Tools

Debugging Asymmetric Multi-core Applications: Part 1

By Julien Carreno and Intel Corp., February 27, 2007

In the first of a three part series Intel's Julien Carreo describes a typical asymmetric multi-core application and the typical problems encountered in such a system.

In a project life cycle, there always comes a time when one must debug a software issue found during testing. Development teams are always looking to pro-actively find potential defects as early as possible in the development cycle.

Unfortunately those methods are not 100 percent foolproof and there will always be a few issues which only appear when testing the full system. This leads to teams reactively debugging issues as they appear.

Because of this, development teams always look for ways to improve their debugging techniques for faster, more effective debugging as well as better performance characterizations and bottleneck identification in real-time applications. Issues related to this subject increase dramatically in the context of a multi-core application where data is being passed from one core to another.

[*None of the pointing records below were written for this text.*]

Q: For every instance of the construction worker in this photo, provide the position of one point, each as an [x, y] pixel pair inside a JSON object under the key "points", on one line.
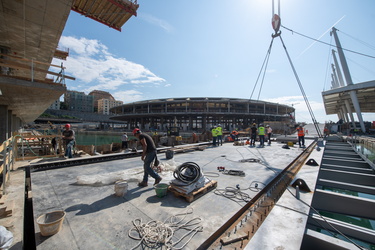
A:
{"points": [[214, 132], [253, 135], [261, 133], [68, 137], [301, 136], [219, 135], [269, 133], [234, 135]]}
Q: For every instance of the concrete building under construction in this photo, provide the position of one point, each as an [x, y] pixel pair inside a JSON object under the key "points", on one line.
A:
{"points": [[200, 113]]}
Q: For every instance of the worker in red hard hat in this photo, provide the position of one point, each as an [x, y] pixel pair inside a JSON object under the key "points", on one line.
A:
{"points": [[68, 137], [148, 156]]}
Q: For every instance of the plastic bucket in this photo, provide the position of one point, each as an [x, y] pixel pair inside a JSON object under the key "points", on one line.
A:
{"points": [[161, 189], [50, 223], [121, 188]]}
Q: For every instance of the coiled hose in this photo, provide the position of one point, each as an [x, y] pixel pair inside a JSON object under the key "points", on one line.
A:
{"points": [[188, 172]]}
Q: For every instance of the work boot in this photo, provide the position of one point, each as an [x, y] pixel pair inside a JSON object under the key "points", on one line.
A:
{"points": [[157, 180], [142, 184]]}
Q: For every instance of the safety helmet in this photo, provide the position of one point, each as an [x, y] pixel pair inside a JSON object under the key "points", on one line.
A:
{"points": [[136, 131]]}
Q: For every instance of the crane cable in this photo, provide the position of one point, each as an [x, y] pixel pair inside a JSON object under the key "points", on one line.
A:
{"points": [[264, 65], [302, 91], [276, 23]]}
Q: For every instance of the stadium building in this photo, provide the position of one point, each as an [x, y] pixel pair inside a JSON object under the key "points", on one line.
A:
{"points": [[201, 113]]}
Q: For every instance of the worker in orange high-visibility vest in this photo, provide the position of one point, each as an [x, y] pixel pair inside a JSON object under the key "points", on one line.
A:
{"points": [[301, 136]]}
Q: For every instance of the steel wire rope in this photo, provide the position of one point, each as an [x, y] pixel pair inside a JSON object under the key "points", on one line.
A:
{"points": [[302, 91], [155, 233], [329, 58], [264, 65], [352, 51], [358, 40]]}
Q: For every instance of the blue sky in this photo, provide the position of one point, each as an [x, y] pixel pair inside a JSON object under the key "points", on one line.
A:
{"points": [[216, 48]]}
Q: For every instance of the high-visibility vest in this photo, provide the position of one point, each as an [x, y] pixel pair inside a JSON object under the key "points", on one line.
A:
{"points": [[219, 131], [214, 132], [261, 131], [301, 132]]}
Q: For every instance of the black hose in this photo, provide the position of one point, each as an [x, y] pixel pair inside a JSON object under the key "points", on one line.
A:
{"points": [[188, 172]]}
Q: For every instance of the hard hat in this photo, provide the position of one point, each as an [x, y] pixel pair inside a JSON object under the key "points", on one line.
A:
{"points": [[136, 131]]}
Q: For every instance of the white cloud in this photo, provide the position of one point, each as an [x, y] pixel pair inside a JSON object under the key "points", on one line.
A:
{"points": [[302, 112], [156, 21], [95, 68]]}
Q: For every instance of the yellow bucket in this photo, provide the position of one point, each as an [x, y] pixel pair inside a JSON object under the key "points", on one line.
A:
{"points": [[51, 223]]}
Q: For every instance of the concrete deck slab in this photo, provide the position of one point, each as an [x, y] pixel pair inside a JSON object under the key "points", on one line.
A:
{"points": [[98, 219]]}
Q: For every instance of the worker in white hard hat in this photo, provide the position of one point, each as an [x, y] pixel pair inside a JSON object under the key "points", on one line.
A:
{"points": [[269, 134], [68, 137], [219, 130]]}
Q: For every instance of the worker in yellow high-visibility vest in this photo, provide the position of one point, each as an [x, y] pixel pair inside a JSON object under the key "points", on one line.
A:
{"points": [[219, 130], [214, 136], [261, 133]]}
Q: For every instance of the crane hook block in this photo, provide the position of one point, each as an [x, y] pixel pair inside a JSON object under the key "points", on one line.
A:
{"points": [[276, 22]]}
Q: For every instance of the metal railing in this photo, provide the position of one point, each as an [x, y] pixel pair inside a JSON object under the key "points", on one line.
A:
{"points": [[365, 147]]}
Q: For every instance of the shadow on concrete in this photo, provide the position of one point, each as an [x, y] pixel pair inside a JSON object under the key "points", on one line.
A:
{"points": [[107, 202]]}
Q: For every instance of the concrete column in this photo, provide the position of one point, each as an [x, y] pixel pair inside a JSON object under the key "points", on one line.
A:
{"points": [[347, 104], [3, 123], [9, 123], [349, 80]]}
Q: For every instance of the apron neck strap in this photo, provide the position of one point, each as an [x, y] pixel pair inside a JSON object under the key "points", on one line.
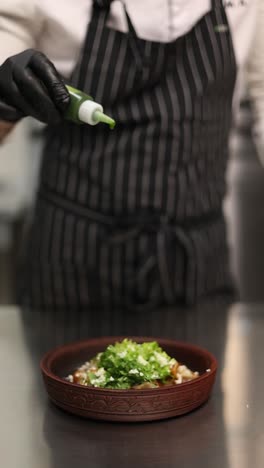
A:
{"points": [[101, 11], [102, 3]]}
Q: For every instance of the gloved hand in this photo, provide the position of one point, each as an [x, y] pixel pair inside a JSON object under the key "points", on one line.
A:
{"points": [[31, 86]]}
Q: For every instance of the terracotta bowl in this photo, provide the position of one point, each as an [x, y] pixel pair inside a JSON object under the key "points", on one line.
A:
{"points": [[127, 405]]}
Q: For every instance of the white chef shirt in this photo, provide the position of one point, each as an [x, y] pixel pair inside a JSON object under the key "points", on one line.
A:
{"points": [[57, 28]]}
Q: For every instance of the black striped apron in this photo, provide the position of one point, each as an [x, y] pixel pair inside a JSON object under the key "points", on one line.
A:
{"points": [[133, 217]]}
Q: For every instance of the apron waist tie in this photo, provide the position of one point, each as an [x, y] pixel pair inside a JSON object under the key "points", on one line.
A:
{"points": [[121, 230]]}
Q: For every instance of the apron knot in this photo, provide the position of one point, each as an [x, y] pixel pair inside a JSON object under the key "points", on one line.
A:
{"points": [[158, 260]]}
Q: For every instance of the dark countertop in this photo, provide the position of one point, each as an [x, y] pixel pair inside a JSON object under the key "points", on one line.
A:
{"points": [[228, 432]]}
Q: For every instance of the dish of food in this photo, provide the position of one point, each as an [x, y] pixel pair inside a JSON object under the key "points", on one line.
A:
{"points": [[131, 365], [175, 390]]}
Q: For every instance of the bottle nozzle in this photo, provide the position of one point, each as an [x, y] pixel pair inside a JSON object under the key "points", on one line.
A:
{"points": [[101, 117]]}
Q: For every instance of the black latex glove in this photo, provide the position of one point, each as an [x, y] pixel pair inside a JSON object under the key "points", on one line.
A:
{"points": [[31, 86]]}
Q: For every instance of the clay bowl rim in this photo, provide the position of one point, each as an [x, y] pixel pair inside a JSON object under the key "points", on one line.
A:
{"points": [[51, 356]]}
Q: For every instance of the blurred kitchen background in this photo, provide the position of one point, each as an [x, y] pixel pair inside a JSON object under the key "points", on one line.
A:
{"points": [[20, 159]]}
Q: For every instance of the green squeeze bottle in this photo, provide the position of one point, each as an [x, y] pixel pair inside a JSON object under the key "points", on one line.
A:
{"points": [[83, 109]]}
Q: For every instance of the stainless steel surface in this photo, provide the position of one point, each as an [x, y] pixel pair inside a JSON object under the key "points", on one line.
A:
{"points": [[228, 432]]}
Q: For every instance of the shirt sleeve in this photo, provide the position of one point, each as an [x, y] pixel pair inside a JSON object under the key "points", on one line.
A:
{"points": [[255, 80], [21, 23]]}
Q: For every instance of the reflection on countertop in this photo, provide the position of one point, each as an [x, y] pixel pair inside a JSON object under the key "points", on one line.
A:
{"points": [[227, 432]]}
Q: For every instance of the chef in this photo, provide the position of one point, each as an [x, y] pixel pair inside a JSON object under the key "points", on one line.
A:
{"points": [[133, 217]]}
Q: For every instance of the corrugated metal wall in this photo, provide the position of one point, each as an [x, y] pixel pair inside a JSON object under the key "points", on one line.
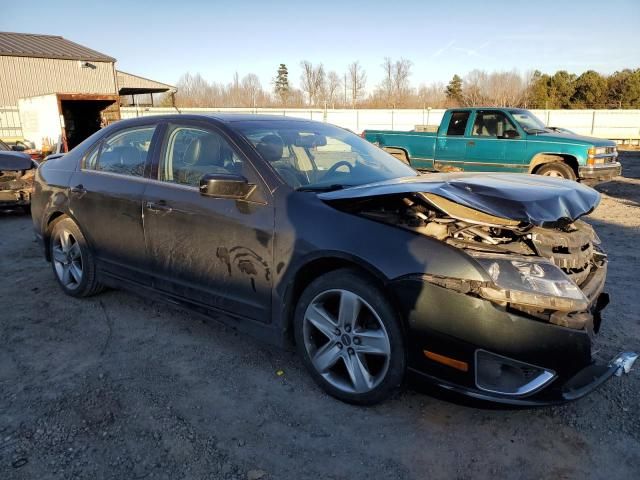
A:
{"points": [[27, 77]]}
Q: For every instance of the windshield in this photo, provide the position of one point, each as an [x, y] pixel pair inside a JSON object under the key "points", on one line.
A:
{"points": [[319, 157], [528, 121]]}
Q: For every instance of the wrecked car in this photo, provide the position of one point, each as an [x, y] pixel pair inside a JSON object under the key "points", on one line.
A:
{"points": [[17, 171], [301, 233]]}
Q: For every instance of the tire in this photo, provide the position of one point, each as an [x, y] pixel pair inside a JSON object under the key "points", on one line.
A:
{"points": [[360, 358], [557, 169], [72, 261]]}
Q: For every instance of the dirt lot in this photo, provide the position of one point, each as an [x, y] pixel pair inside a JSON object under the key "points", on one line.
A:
{"points": [[119, 387]]}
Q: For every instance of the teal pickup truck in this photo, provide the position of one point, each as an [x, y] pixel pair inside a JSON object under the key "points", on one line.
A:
{"points": [[502, 140]]}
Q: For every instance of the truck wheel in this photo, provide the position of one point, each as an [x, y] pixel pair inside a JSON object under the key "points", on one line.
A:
{"points": [[350, 338], [399, 154], [558, 170]]}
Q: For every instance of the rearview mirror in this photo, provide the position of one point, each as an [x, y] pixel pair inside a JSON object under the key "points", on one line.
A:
{"points": [[311, 141], [226, 185]]}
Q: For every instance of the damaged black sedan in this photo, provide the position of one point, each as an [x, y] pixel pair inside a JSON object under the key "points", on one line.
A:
{"points": [[300, 232]]}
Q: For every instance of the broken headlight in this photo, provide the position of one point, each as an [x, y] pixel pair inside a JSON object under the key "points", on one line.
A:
{"points": [[531, 282]]}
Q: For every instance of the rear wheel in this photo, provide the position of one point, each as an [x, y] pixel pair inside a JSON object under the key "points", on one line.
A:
{"points": [[72, 261], [349, 338], [558, 170]]}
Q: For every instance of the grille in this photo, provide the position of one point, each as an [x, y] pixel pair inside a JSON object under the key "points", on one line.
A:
{"points": [[572, 251]]}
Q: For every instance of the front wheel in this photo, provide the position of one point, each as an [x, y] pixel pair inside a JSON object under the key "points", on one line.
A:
{"points": [[558, 170], [72, 261], [350, 338]]}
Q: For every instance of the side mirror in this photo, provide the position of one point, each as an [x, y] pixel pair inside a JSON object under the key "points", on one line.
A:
{"points": [[511, 134], [226, 185]]}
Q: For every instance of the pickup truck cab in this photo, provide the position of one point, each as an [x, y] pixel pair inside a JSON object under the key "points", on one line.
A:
{"points": [[502, 140]]}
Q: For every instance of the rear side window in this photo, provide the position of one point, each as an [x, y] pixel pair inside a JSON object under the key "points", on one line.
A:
{"points": [[492, 124], [125, 152], [458, 123]]}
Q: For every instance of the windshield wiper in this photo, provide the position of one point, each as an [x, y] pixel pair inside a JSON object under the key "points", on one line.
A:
{"points": [[323, 188]]}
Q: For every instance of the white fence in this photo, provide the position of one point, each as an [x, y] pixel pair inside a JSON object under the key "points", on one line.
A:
{"points": [[621, 125]]}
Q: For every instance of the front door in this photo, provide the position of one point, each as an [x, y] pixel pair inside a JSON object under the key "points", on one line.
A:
{"points": [[106, 200], [216, 252]]}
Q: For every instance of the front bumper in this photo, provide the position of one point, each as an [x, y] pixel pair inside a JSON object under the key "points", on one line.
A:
{"points": [[457, 325], [600, 173], [582, 383]]}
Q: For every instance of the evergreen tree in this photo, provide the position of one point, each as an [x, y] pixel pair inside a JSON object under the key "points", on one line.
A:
{"points": [[282, 87], [454, 89]]}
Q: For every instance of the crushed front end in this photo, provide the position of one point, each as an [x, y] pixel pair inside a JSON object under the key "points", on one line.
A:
{"points": [[16, 179], [525, 333]]}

Complexity will increase even further when dealing with an asymmetric multi-core scenario where only a single debugging interface may be present for the entire system. In this series, the aim is to provide a clear understanding of typical issues that can occur in an asymmetric multi-core application and provide a set of tools for effectively debugging these issues.

In order to provide the appropriate level of detail, this topic will be covered in a series of three articles. In this first article we will cover setting a common understanding of what is an asymmetric multi-core application and what are the typical problems that can be encountered in such a system.

Typical system scenarios
In order for the developer to be able to effectively debug an asymmetric multi-core application, he/she must first clearly understand the system; this section's purpose is to set a common understanding of what an asymmetric multi-core system is.

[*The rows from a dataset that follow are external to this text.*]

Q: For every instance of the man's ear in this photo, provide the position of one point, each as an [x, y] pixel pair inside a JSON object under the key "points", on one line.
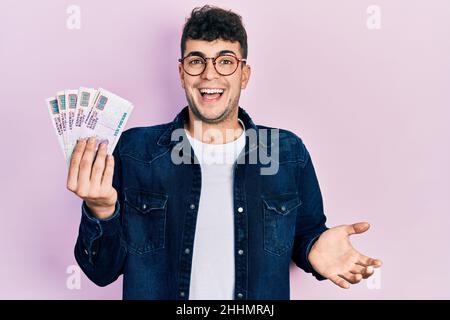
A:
{"points": [[246, 71], [180, 70]]}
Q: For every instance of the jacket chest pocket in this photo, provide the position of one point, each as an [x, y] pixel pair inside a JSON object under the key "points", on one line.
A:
{"points": [[280, 213], [144, 220]]}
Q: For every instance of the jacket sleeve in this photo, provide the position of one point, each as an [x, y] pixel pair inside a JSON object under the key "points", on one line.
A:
{"points": [[100, 249], [311, 219]]}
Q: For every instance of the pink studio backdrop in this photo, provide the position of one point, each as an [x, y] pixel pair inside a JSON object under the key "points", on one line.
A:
{"points": [[372, 106]]}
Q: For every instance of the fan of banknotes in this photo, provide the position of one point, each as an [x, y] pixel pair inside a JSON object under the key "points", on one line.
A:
{"points": [[88, 112]]}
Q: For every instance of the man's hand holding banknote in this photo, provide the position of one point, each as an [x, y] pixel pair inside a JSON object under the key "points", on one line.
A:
{"points": [[88, 124]]}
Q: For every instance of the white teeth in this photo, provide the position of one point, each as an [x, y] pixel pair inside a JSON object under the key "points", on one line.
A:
{"points": [[211, 91]]}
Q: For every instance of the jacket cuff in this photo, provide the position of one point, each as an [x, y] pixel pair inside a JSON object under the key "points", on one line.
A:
{"points": [[317, 275], [95, 227]]}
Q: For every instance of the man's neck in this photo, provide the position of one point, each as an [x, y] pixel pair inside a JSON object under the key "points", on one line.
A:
{"points": [[225, 131]]}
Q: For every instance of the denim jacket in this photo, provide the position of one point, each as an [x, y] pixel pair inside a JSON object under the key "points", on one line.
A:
{"points": [[150, 237]]}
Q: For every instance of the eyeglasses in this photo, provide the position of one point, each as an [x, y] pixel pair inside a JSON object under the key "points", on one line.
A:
{"points": [[225, 65]]}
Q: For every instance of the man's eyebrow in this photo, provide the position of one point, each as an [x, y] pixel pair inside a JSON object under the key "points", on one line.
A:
{"points": [[196, 53], [201, 54], [227, 52]]}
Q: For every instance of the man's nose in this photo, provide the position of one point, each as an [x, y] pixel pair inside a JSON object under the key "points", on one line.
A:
{"points": [[210, 72]]}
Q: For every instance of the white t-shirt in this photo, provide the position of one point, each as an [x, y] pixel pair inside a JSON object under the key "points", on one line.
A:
{"points": [[212, 274]]}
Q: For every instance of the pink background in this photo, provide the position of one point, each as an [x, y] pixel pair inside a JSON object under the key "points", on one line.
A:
{"points": [[371, 105]]}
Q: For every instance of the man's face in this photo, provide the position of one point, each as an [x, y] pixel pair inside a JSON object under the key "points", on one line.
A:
{"points": [[213, 108]]}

For the purpose of this article, this section will cover the specific example of a highly integrated System on a Chip (SoC) with an accelerated Ethernet interface and cryptography acceleration. In this case, we will assume a network routing application with packet encryption enabled.

This type of application can be split into two parts: the network input/outputs and the packet encryption/decryption. Figure 1 below shows how the two parts of the application are accelerated.

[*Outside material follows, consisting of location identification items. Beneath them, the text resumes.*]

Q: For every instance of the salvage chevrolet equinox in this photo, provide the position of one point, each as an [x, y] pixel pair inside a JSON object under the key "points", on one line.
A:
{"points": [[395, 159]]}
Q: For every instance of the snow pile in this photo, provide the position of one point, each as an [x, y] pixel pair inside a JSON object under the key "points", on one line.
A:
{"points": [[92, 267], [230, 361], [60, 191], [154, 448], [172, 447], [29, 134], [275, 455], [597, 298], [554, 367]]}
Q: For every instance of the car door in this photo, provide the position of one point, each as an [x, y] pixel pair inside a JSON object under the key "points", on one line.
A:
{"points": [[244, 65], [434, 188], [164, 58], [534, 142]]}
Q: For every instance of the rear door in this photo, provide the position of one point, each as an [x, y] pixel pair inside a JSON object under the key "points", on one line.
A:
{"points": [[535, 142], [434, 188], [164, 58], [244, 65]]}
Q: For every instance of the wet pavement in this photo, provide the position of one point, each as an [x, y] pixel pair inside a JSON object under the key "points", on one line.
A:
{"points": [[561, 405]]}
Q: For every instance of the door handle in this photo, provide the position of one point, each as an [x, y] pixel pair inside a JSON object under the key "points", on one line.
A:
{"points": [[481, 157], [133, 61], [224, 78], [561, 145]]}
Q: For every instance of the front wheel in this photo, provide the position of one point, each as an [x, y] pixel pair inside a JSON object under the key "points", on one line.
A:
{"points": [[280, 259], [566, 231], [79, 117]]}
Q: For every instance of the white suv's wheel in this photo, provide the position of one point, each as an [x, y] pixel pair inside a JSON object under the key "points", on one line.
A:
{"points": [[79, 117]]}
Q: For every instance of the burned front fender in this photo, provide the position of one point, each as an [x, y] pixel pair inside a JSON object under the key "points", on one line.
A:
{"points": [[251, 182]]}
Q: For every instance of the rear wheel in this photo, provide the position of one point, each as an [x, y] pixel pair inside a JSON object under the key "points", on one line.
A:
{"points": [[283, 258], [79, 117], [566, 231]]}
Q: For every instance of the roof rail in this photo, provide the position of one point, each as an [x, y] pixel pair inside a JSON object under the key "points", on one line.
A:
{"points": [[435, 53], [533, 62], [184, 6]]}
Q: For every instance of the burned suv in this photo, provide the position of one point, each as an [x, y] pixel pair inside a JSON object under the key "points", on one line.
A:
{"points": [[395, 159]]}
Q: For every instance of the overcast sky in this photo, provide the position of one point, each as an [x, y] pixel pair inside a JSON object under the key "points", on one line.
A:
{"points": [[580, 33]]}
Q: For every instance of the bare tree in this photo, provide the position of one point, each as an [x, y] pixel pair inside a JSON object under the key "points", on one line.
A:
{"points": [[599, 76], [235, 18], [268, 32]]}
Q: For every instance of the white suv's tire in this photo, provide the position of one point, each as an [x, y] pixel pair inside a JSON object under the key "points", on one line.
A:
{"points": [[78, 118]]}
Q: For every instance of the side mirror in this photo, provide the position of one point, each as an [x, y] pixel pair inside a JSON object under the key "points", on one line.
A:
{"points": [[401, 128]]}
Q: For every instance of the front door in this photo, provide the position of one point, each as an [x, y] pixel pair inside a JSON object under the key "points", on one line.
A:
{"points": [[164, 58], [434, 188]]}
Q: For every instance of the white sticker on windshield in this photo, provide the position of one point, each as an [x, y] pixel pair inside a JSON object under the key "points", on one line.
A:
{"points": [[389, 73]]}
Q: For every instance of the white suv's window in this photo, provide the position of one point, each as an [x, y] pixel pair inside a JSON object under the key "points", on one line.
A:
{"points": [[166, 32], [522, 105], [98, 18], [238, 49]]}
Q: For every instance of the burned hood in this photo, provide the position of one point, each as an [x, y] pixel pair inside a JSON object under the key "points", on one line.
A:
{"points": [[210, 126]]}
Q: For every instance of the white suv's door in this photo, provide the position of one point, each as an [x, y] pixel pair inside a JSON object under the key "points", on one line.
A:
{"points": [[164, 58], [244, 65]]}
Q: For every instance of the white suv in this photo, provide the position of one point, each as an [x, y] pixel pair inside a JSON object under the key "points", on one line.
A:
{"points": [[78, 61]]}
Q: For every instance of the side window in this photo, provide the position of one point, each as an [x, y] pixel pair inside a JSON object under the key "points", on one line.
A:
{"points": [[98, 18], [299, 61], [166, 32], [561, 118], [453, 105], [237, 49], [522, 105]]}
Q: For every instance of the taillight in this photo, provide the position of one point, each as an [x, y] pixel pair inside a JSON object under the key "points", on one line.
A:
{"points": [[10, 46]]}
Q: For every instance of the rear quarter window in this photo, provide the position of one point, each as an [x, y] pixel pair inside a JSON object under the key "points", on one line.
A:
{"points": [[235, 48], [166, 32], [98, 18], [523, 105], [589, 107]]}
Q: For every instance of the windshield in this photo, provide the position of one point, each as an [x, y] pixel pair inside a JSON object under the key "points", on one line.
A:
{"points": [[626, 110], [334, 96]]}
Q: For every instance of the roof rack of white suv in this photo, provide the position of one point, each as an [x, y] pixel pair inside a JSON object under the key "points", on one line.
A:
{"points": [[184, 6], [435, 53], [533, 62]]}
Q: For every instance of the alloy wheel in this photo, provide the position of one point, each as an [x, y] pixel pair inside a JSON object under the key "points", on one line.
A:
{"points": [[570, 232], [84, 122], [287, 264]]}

Figure 1: Hardware overview

For the purpose of this article, let's consider the main core is based on typical Intel architecture, this assumption does not have any major implications on the issues and techniques detailed later on.

The architecture of the secondary cores 2 and 3 is a purpose built acceleration engine with specific hardware functionality targeted for a specific type of application. In this case, we have two versions of the acceleration engine as described below.

Scenario #1. Core 2 is a secondary core whose sole responsibility is to offload low-level data processing for a network interface from the main core. The secondary core will receive packets from the interface (for example an Ethernet MAC built into the core as a coprocessor), do a pre-configured set of checks and processing on the data (checksum validation, filtering, VLAN tagging) and then will pass the data up to the main core for higher level processing (protocol stack).

The main core will also pass data to the secondary core for transmission of data, the secondary core performs a pre-configured set of actions (checksum appending) and sends the data out on the interface. This scenario is typically described as inline acceleration.

Scenario #2. Core 3 is a secondary core whose sole responsibility is to offload specific data encryption/decryption processing functions (task) from the main core. The main core will provide data to the secondary with a description of the task to perform. The secondary core will perform the action and return the result to the main core.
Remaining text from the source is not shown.